The minimal runner.sh
#!/bin/bash
set -uo pipefail
# Ensure curl is available (the only thing we can't install without)
(which curl >/dev/null 2>&1) || \
(apt-get update -qq && apt-get install -y -qq curl) >/dev/null 2>&1 || true
# Install uv + agent
curl -LsSf https://astral.sh/uv/install.sh | sh >/dev/null 2>&1
export PATH="$HOME/.local/bin:$PATH"
uv pip install --system my-agent >/dev/null 2>&1
cd "$WORKING_DIR"
my-agent --task "$PROBLEM_STATEMENT"
Your agent gets the problem, works on the files, and exits. The platform handles everything else.
But most real agents need a bit more. Here are the complete patterns.
The two rules
Before diving into patterns, internalize these — they’re the #1 cause of failures:
Keep stdout clean during install. The platform captures all stdout. If pip install or apt-get noise goes to stdout, it drowns out your agent’s actual answer. Redirect install output to >/dev/null 2>&1 or >&2.
Use tee, never >. If you redirect agent output to a file with >, stdout is empty and the platform can’t see the answer. Use | tee file to write to both.
Pattern: pip package
#!/bin/bash
# Benchspan agent: My Agent
# Env: MY_API_KEY
set -uo pipefail
# System deps
(which curl >/dev/null 2>&1) || \
(apt-get update -qq && apt-get install -y -qq curl) >/dev/null 2>&1 || true
# Install uv (works even if pip/python aren't on PATH)
curl -LsSf https://astral.sh/uv/install.sh | sh >/dev/null 2>&1
export PATH="$HOME/.local/bin:$PATH"
# Install agent
uv pip install --system my-agent >/dev/null 2>&1
# Run
cd "$WORKING_DIR"
my-agent --task "$PROBLEM_STATEMENT" \
2>"$OUTPUT_DIR/agent_stderr.log" | tee "$OUTPUT_DIR/agent.log"
We recommend uv over pip — it’s faster, handles Python version management, and works reliably across all container images.
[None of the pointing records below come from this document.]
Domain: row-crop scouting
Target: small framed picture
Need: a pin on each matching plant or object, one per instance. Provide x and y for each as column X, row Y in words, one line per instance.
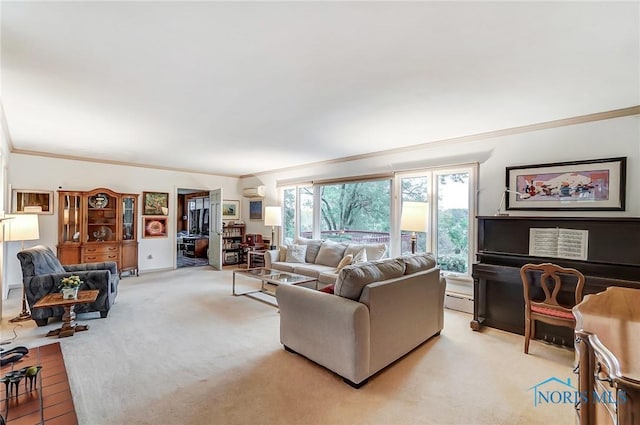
column 255, row 210
column 155, row 203
column 154, row 226
column 230, row 210
column 31, row 201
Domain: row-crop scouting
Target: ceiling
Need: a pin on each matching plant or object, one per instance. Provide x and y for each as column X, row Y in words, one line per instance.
column 235, row 88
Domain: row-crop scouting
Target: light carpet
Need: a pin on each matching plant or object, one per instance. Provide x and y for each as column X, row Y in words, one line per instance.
column 178, row 348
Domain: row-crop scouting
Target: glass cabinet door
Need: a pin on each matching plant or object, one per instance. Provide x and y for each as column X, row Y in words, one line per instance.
column 128, row 217
column 71, row 218
column 101, row 217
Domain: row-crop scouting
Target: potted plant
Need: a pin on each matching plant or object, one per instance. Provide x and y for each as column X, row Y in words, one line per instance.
column 69, row 287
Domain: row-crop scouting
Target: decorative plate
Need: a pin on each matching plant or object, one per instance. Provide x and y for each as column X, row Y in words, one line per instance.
column 100, row 200
column 103, row 234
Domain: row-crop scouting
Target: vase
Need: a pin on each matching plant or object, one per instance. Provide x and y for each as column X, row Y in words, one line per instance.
column 70, row 293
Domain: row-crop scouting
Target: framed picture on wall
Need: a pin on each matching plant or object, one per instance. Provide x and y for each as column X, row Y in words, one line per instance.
column 154, row 226
column 155, row 203
column 597, row 184
column 31, row 201
column 230, row 210
column 255, row 210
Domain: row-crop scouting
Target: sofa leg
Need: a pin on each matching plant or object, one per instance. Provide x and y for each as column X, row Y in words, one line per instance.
column 41, row 322
column 354, row 385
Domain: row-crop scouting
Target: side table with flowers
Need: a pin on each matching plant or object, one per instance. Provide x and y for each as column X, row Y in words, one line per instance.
column 69, row 287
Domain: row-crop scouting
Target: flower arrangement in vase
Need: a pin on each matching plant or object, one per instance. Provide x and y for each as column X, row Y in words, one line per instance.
column 69, row 287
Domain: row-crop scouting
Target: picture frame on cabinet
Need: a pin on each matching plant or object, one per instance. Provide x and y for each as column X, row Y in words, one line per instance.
column 24, row 201
column 592, row 185
column 255, row 210
column 155, row 203
column 230, row 209
column 155, row 226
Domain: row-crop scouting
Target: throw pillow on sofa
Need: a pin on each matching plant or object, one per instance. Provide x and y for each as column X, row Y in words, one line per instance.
column 359, row 253
column 352, row 279
column 374, row 251
column 330, row 253
column 418, row 262
column 346, row 260
column 282, row 255
column 313, row 247
column 296, row 253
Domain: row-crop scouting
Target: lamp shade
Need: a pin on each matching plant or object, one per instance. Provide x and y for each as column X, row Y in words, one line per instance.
column 273, row 216
column 414, row 216
column 22, row 227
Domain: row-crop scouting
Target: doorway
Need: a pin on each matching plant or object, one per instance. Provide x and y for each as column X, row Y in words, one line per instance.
column 192, row 228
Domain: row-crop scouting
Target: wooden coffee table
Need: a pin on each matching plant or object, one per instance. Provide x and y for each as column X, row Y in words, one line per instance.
column 69, row 327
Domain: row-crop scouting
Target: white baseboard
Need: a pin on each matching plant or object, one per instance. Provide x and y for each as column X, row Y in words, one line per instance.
column 458, row 302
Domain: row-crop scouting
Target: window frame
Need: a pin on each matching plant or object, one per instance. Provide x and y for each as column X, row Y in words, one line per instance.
column 395, row 232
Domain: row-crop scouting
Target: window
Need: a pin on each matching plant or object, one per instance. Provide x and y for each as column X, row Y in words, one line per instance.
column 358, row 212
column 298, row 212
column 452, row 222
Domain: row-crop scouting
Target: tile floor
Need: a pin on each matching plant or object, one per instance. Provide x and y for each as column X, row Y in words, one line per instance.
column 50, row 402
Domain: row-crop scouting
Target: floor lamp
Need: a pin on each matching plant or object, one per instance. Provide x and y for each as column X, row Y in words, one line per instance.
column 273, row 218
column 414, row 219
column 22, row 227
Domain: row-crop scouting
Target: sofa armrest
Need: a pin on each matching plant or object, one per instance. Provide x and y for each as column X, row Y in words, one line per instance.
column 271, row 257
column 415, row 315
column 330, row 330
column 112, row 266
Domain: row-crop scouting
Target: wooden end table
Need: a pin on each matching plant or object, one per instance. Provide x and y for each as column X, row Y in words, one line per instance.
column 69, row 327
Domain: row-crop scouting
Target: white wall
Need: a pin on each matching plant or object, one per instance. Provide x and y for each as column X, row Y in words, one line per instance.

If you’re sure pip is available, pip install my-agent >/dev/null 2>&1 works too.
Pattern: npm package
#!/bin/bash
# Benchspan agent: My Agent
# Env: MY_API_KEY
set -uo pipefail
# System deps (slim images may lack curl/xz)
(which curl >/dev/null 2>&1 && which xz >/dev/null 2>&1) || \
(apt-get update -qq && apt-get install -y -qq curl xz-utils) >/dev/null 2>&1 || true
# Node.js
curl -fsSL https://nodejs.org/dist/v22.14.0/node-v22.14.0-linux-x64.tar.xz \
| tar -xJ -C /usr/local --strip-components=1
# Install (noise to stderr)
npm install -g my-agent 2>&1 | tail -5 >&2
# Run
cd "$WORKING_DIR"
my-agent --task "$PROBLEM_STATEMENT" \
2>"$OUTPUT_DIR/agent_stderr.log" | tee "$OUTPUT_DIR/agent.log"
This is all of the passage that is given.